Ada juga warga yang berkasnya ‘diblokir’ oknum aparat desa sebab mereka tidak mau menuruti adanya pungutan 25 persen sehingga BPLS (Badan Penanggulangan Lumpur Sidoarjo) tidak berani meneruskan prosesnya. Ada juga sengketa perbedaan tafsir jenis tanah yang menurut dokumennya tanah pekarangan tapi menurut kenyataan separoh rumah dan separoh dibuat tempat menamam kangkung (ditafsir sawah).

Ada pula warga yang resah sebab ada pengurus desa atau kelurahan atau pengurus kelompok warga yang meminta ‘uang jasa’ 0,5 persen. Ada juga sedikit warga yang ‘berbelanja perhiasan dan kendaraan’ setelah memperoleh pembayaran uang muka 20 persen. Dan lain-lain, kisahnya tidak sesederhana yang diberitakan media, tidak semesra apa yang digambarkan oleh iklan-iklan Lapindo di media.

Jalan tengah?

Warga kini dibelit masalah baru, yaitu: MLJ tidak lagi tunduk pada skema Perpres No. 14/2007. MLJ tidak mau membayar cash and carry (C&C) sesuai klausul PIJB dan Perpres No. 14/2007. Alasannya, tanah nonsertifikat (Petok D dan Letter C) tidak dapat di-dibuatkan akte jual beli (di-AJB-kan) karena berbenturan dengan aturan UU No. 5/1960 (UUPA).

Atas dalih tersebut, maka muncullah skema baru di luar PIJB yang telah ditandatangani MLJ dan korban lumpur Lapindo, yaitu: cash and resettlement (C&R).
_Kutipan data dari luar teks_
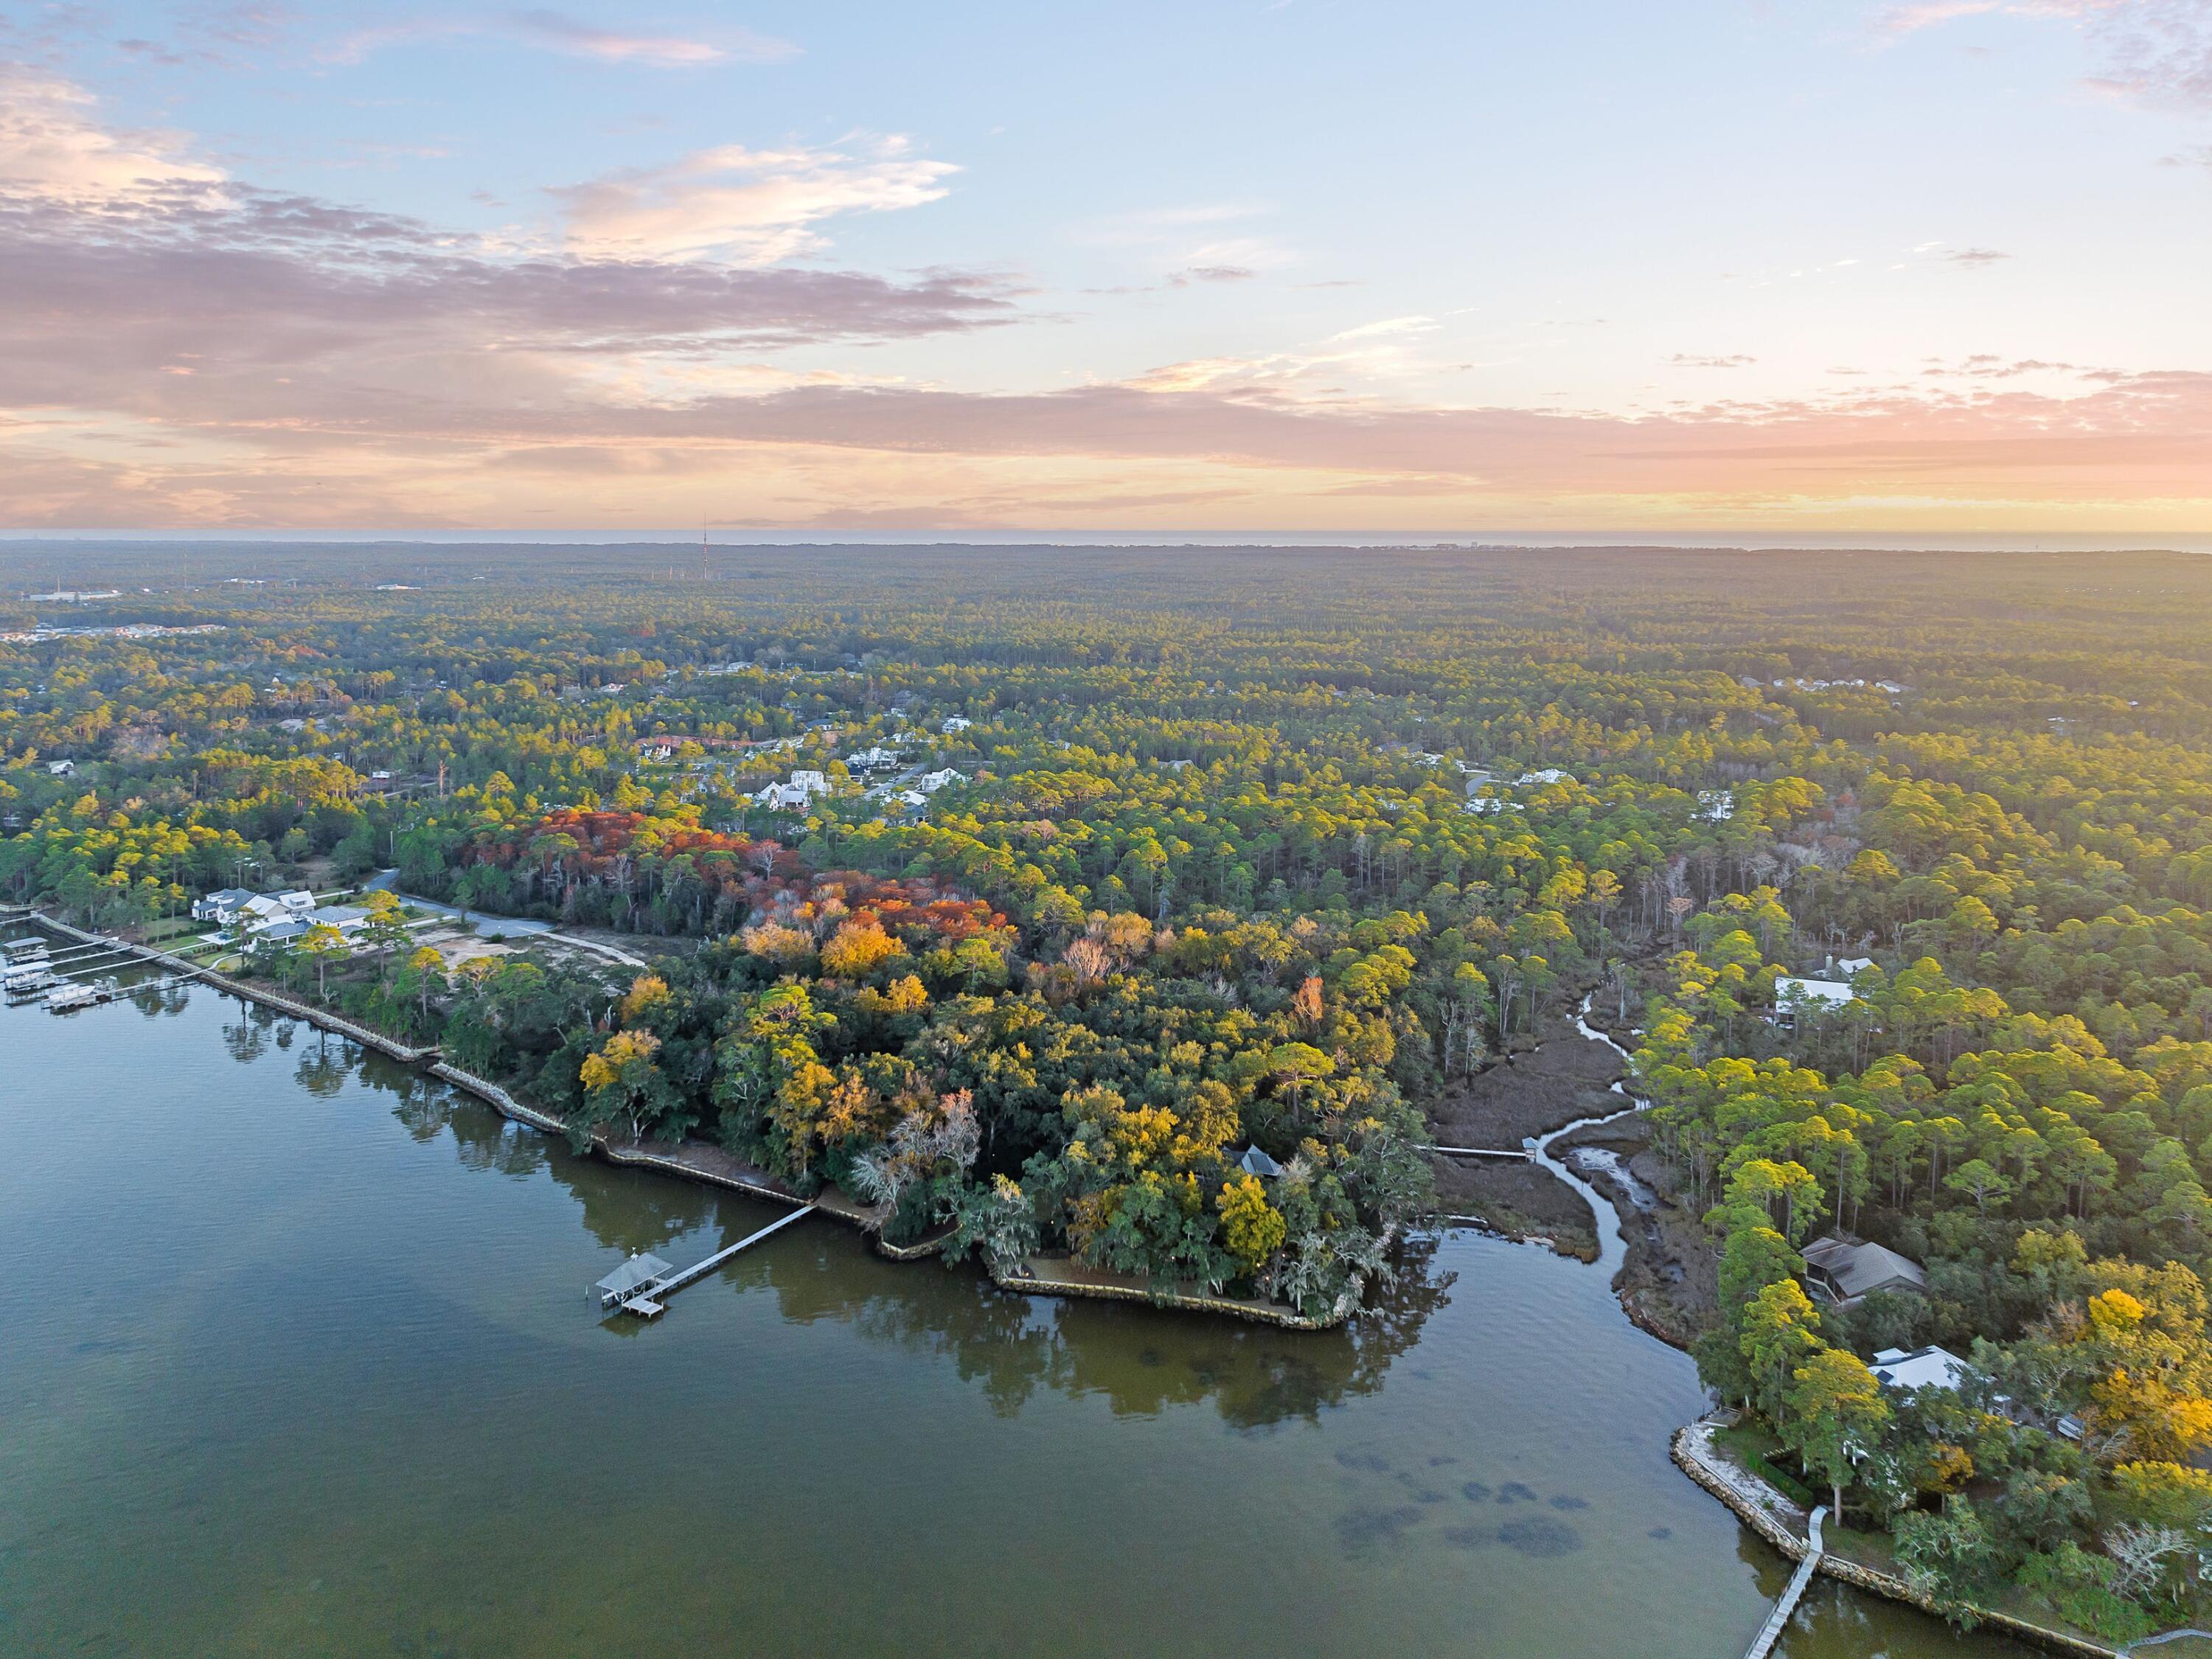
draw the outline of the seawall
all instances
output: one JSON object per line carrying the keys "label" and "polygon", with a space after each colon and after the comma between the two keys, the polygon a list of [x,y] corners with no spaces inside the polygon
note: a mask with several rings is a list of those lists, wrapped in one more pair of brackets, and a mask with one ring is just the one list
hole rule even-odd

Skema C&R itu disusun dalam Nota Kesepahaman tanggal 25 Juni 2008 antara MLJ, pengurus GKLL, perwakilan warga dan Emha Ainun Nadjib yang dinyatakan dalam nota tersebut sebagai penggagas pendekatan budaya. Dalam skema ini, pembayaran uang muka 20 persen yang telah dilakukan MLJ kepada warga dihibahkan kepada penerimanya. Selanjutnya, MLJ hanya mau membayar harga rumah atau bangunan milik warga yang terendam lumpur. Sedangkan tanahnya tidak dibeli, tapi diganti dengan tanah di tempat lain. Inilah yang dianggap sebagai ‘jalan tengah’ sebagai bentuk win win solution.

Sesungguhnya, ketika Presiden SBY mengeluarkan Perpres No. 14/2007 sudah menjadi ‘jalan tengah’ bagi Lapindo Brantas Inc., (putusan Mahkamah Agung RI No. 24 P/HUM/2007) meski belum tentu jalan adil bagi rakyat Indonesia, sebab rakyat melalui APBN harus menanggung biaya pembangunan infrastruktur serta biaya penyelesaian sosial di luar peta terdampak versi pemerintah. Perpres No. 14/2007 itu sendiri sudah tidak taat dengan prinsip absolute liability dalam pertanggungjawaban usaha hulu migas yang seharusnya diformulasikan dalam kontrak kerjasama usaha hulu migas berdasarkan pasal 6 ayat (2) huruf c UU No. 22/2001 tentang Minyak dan Gas Bumi (migas).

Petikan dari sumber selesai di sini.